By Salah Rashid
For nearly three decades, Somalia has been the focus of one of the world’s largest humanitarian operations. Billions of dollars were mobilized through UN-led frameworks with the promise of saving lives, strengthening resilience, and building institutions.
Yet, in the regions of Sool, Sanaag, and Cayn (SSC), that promise has consistently been broken. Mothers watched children go to bed hungry, families walked for days in search of water, and young people saw hope replaced by despair, not because aid was unavailable, but because politics stood in the way.
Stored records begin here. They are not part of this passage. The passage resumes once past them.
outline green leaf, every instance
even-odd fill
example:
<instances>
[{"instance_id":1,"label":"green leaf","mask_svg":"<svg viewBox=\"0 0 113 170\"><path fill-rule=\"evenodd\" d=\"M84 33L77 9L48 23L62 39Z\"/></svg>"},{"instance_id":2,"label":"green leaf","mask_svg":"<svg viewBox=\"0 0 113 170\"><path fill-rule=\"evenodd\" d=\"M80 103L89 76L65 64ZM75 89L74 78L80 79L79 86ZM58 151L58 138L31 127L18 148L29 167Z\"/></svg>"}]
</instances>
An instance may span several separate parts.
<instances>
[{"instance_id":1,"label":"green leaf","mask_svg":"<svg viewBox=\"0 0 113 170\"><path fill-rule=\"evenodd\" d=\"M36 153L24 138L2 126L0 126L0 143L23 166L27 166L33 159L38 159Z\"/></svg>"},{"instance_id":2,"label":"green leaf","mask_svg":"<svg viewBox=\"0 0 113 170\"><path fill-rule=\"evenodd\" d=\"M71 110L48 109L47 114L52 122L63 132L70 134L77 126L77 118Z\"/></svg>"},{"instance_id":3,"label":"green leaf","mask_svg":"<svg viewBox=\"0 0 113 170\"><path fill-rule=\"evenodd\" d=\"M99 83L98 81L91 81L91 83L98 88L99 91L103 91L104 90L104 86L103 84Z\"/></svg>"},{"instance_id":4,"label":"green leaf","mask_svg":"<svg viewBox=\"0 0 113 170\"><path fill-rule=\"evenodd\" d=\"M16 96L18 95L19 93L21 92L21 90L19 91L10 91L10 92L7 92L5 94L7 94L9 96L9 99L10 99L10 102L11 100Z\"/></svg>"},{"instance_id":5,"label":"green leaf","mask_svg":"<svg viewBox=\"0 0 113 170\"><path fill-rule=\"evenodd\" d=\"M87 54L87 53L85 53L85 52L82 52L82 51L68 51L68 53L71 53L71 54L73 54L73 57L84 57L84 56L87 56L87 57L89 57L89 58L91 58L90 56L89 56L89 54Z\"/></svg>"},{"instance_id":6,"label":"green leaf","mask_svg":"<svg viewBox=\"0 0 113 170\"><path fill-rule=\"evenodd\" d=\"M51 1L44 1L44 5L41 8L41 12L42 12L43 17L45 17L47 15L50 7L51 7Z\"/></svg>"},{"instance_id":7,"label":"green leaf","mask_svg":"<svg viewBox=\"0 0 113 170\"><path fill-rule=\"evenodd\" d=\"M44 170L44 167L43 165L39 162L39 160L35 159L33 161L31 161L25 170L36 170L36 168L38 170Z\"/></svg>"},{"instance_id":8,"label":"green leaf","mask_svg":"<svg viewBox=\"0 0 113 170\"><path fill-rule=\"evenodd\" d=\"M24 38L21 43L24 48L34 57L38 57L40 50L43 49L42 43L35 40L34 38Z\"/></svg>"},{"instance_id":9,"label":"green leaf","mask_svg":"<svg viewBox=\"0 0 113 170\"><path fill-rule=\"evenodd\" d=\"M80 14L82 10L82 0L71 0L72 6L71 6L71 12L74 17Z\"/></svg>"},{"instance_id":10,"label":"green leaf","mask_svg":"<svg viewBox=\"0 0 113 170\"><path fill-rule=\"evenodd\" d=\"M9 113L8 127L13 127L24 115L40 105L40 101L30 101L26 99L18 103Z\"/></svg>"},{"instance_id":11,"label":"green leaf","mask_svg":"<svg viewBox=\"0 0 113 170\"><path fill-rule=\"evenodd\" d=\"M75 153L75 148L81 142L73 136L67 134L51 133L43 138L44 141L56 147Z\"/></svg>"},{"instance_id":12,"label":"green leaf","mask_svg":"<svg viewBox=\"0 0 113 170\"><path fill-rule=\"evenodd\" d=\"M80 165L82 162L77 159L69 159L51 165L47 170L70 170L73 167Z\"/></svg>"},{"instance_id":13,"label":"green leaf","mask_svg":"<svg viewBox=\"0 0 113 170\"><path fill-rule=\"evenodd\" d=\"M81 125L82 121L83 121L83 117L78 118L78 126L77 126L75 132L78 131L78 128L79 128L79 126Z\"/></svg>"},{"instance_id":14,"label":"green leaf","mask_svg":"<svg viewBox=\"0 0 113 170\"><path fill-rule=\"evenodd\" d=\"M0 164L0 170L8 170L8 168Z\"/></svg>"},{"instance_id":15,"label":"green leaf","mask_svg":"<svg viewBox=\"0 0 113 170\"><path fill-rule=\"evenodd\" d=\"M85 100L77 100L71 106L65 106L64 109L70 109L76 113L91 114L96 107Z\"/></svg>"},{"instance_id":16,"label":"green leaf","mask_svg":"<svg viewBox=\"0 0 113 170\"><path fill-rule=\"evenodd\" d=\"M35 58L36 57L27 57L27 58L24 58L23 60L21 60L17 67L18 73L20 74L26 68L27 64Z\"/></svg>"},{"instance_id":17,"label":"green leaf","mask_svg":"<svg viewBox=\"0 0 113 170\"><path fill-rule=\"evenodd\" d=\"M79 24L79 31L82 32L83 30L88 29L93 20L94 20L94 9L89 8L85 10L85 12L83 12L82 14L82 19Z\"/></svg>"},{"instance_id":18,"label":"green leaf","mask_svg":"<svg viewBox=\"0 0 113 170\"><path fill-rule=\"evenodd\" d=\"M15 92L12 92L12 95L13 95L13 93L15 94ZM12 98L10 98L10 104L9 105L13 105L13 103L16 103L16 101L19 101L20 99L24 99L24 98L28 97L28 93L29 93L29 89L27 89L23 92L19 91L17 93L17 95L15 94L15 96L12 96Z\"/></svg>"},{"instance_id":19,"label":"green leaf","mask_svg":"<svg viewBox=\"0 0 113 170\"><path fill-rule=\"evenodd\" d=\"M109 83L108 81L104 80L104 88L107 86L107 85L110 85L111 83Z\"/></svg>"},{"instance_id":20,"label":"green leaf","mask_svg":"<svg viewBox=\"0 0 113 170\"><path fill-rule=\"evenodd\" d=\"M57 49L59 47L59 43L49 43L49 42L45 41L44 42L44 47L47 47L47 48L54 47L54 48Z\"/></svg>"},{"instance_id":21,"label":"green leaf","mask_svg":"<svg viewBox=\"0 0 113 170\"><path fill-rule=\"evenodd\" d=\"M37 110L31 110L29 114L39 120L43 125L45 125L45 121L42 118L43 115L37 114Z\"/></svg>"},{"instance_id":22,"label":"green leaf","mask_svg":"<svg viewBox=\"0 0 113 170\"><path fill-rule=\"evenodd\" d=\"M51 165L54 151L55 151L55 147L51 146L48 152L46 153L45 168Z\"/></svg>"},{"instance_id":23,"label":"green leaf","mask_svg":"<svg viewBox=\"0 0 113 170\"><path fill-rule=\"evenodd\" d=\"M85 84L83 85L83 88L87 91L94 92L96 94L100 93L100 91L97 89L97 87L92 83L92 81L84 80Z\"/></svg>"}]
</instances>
Between 2019 and 2023 alone, of the $148 million in international assistance earmarked for SSC, only $61 million ever reached its people. Nearly $87 million – more than half, simply disappeared, diverted to unknown or unaccounted destinations. This was not the result of drought, insecurity, or lack of access. It was the result of a single word weaponized against an entire population: “disputed.”
Although SSC has always been part of the Federal Republic of Somalia, international aid agencies and donor governments used that label as a shield. With Somaliland and Puntland laying competing, unproven claims over the territory, the word “disputed” became an easy excuse to look away. It allowed projects to be shifted elsewhere, while families in SSC endured the full weight of drought, climate shocks, hunger, poor health, and collapsing services.
The cost of that cynical classification was immense. Resilience was stripped away as pastoralist households lost the ability to survive bad seasons. Governance weakened as NGOs replaced state institutions as the only source of survival. A generation grew up dependent on handouts rather than secure livelihoods, locked into a cycle of vulnerability.
Today, that cycle may finally be breaking. With the formation of the North East Federal Member State, headquartered in Las Anod, the people of SSC have, for the first time in modern history, a representative government of their own. Abdikadir Ahmed Aw-Ali, popularly known as Firdhiye, was elected as the first President of the North East State, while Dr. Adan Abdullahi Aw-Hassan was chosen as Speaker of Parliament. Their election is not merely a political milestone; it is a beacon of hope for communities long silenced by aid politics. It signals the possibility of rewriting the story of SSC—from one of exclusion to one of empowerment.
For this to succeed, aid must be delivered differently. The region needs a credible and transparent system that coordinates humanitarian assistance and ensures that every dollar meant for SSC reaches SSC. That begins with establishing a professional Aid Coordination Office within the Ministry of Planning, alongside a Ministry of Humanitarian Affairs, to serve as a trusted partner for donors and agencies. Equally vital is the demand that the international community abandon the old excuse of “disputed areas.” Aid must follow people and their needs, not political calculations.
The people of SSC also know that survival cannot be built on endless relief alone. They long for solutions that strengthen their resilience: clean water systems that save children from walking miles each day, rangeland management that preserves the livelihoods of pastoralists, vocational training that gives young people an alternative to migration or despair, and climate-smart agriculture that can withstand an unpredictable environment. These are not luxuries; they are the foundation of dignity and stability.
For too long, aid in SSC has been something done to people rather than with them. International actors bypassed local organizations and institutions, unintentionally weakening the very governance structures they claim to support. But SSC’s new leadership is determined to turn that page.
Aid must empower Somali organizations, civil society, and local institutions, ensuring communities are not passive recipients but active drivers of their own future.
The international community also faces a test. Donors cannot continue to bankroll manipulation while claiming to promote peace and resilience. Ethical aid-free from political distortion is not only a humanitarian duty but a peacebuilding necessity. The North Eastern region holds immense untapped potential in livestock, trade, renewable energy, and cross-border commerce. If supported with fairness and vision, it could become a model of recovery, stability, and growth.
For decades, SSC was left behind by a label. But labels do not define people. With transparent governance and genuine international engagement, the people of the North East State can transform their story from one of neglect to one of determination. The question is no longer whether SSC deserves aid, it is whether the world is finally willing to deliver aid justly, equitably, and without political manipulation.
It can happen. It should happen. And the families of Sool, Sanaag, and Cayn are determined to ensure that it does.
The views expressed in this article are solely those of the author and do not necessarily reflect the opinions of Somali Stream.